Ella had decided that the only way she could ensure an acquittal for Toby Rosenthal—and make sure she collected the million Slade owed her—was if Quinn didn’t appear as a witness. If Slade had done his job and gotten another delay, she might have been able to find another way to deal with Quinn, but since he’d failed and she’d run out of time, killing Quinn was the only solution.

She’d asked Carmine Fratello to do two things. One of those things was to get her a gun—the snub-nosed .38 in her purse on the passenger seat. The other thing she’d asked Fratello to do, figuring a Mafia thug like him would know somebody, was to put her in contact with a professional killer, one brave enough or dumb enough or greedy enough to kill a person in broad daylight in the ice cream store. She was hoping the cops would think that Quinn and the clerk in the ice cream store had been killed in a robbery and not conclude that Quinn had been killed because she was a witness. But regardless of what the cops thought, Quinn would be dead, and the only witness left to testify against Toby Rosenthal would be the busboy.

She’d met with the Jamaican girl in the Bronx earlier in the day. She’d expected that the killer would be a man and was surprised when a young woman in her twenties walked up to her in Denny’s. The girl scared the shit out of her: slim muscular arms, a thin scar on the left side of her face, eyes so cold that Ella doubted she had a soul. The deal was that she’d pay the Jamaican forty thousand to take the risk of killing Quinn, twenty up front and the other twenty after the job was done.

Her real plan, however, had been to kill the Jamaican when they met the second time—which was the reason she’d bought a gun from Carmine. The last thing she wanted was to have some professional killer able to identify her and testify that she’d paid to have Quinn killed; she knew if the Jamaican was ever caught for some other crime she’d give up Ella in a heartbeat. But after Ella met the Jamaican in Denny’s, she began to wonder if she’d be able to kill her. Her conscience wouldn’t have bothered her—the woman was a killer, after all—but she was afraid the Jamaican would be too hard to kill.

Now she didn’t have that problem. She had a much bigger one.

The Jamaican didn’t know Ella’s name, but DeMarco did, and DeMarco would show the Jamaican Ella’s photo, and without a doubt—to get a reduced sentence—the Jamaican would testify that Ella had paid her to kill Rachel Quinn. Ella was willing to bet that within an hour—as soon as the Jamaican got over being cane-whipped by DeMarco—there would be a warrant out to arrest her for attempted murder.
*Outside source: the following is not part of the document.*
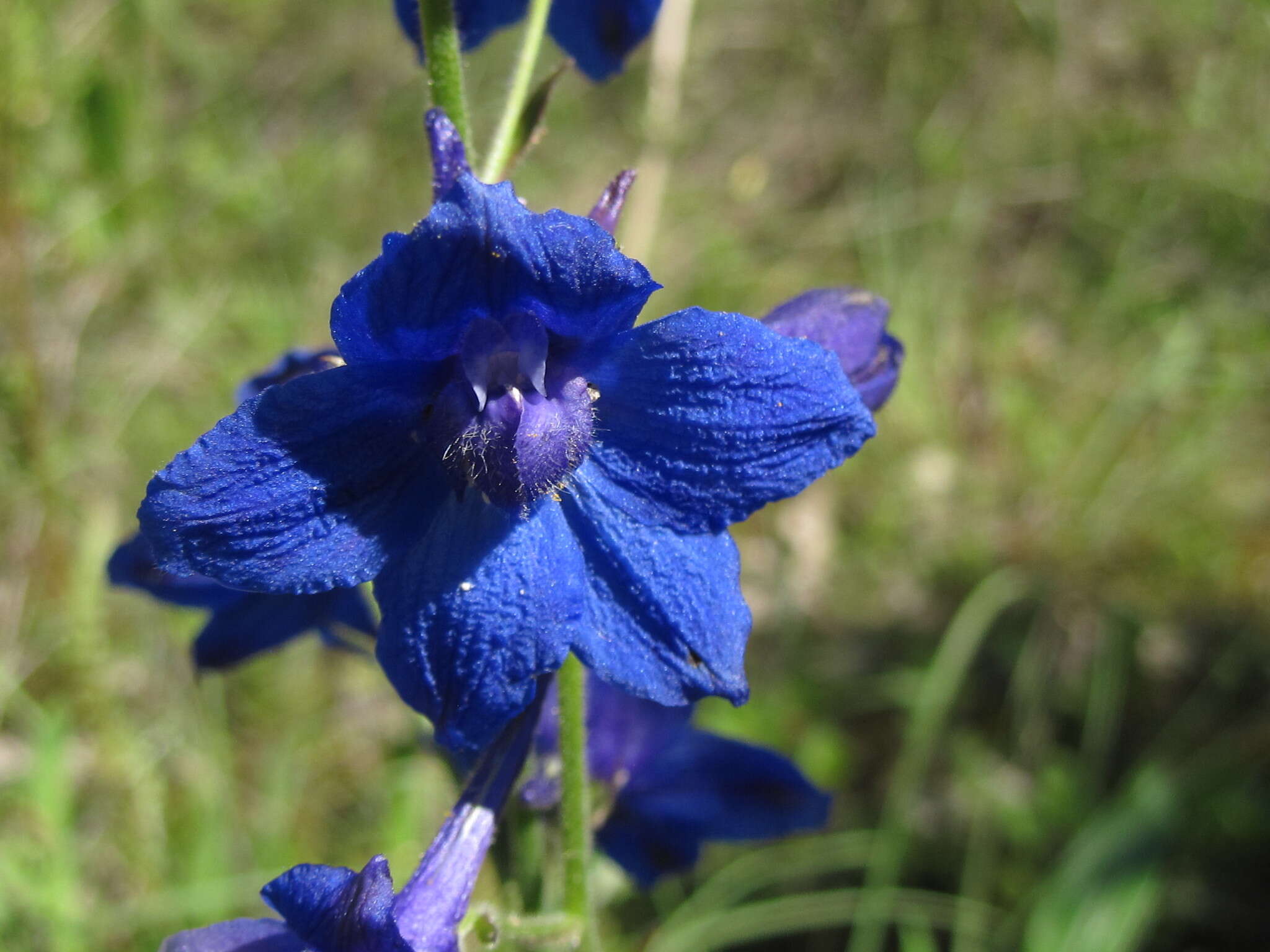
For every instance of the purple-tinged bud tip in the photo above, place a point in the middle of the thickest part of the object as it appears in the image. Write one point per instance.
(853, 324)
(448, 155)
(609, 208)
Ella felt her eyes well up with tears. It just wasn’t fair. She’d worked so hard to become who she was today. She’d escaped the fate of being raised by shitty, apathetic parents, overcome a lousy education, and become a skilled professional in something she excelled at. If she’d been able to keep working just a few more years, she would have been able to retire in style. But now that wasn’t going to happen. Thanks to DeMarco, the cops knew who she was and what she did for a living and they would be hunting for her. It was going to be impossible to line up another job helping some slimeball lawyer get his rich guilty client off for murder.
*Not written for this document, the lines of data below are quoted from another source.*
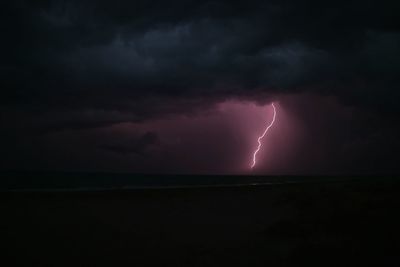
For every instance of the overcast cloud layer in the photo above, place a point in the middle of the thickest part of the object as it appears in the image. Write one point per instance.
(85, 64)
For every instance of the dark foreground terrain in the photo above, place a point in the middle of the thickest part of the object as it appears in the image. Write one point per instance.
(312, 224)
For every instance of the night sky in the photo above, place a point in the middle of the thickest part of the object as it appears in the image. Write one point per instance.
(187, 86)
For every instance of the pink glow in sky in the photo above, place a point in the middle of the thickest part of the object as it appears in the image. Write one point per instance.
(262, 136)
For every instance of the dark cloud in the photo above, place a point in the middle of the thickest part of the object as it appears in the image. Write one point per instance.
(133, 146)
(76, 65)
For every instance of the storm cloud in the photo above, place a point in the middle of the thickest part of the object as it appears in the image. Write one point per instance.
(70, 65)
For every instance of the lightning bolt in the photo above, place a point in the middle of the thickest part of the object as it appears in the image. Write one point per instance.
(262, 136)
Then she thought: Quit feeling sorry for yourself. It’s not the end of the world. It wasn’t like she was penniless. She had over four million bucks—the three million she’d had before the Rosenthal case and the million Slade paid her at the beginning of the case. Not as much as she wanted to have before she retired, but certainly enough to get by. She’d get a new ID, sneak across the border into Mexico, and from there head to someplace cheap but civilized—maybe Panama or some city in South America. Yeah, she’d be just fine.

And that’s when she saw the cop car behind her, its light bar flashing. That damn DeMarco. He must have gotten her license plate number and put out an APB on her, and then the cameras in the tunnel must have captured the license plate.

“Ella Sue,” she said out loud, “you are fucked.”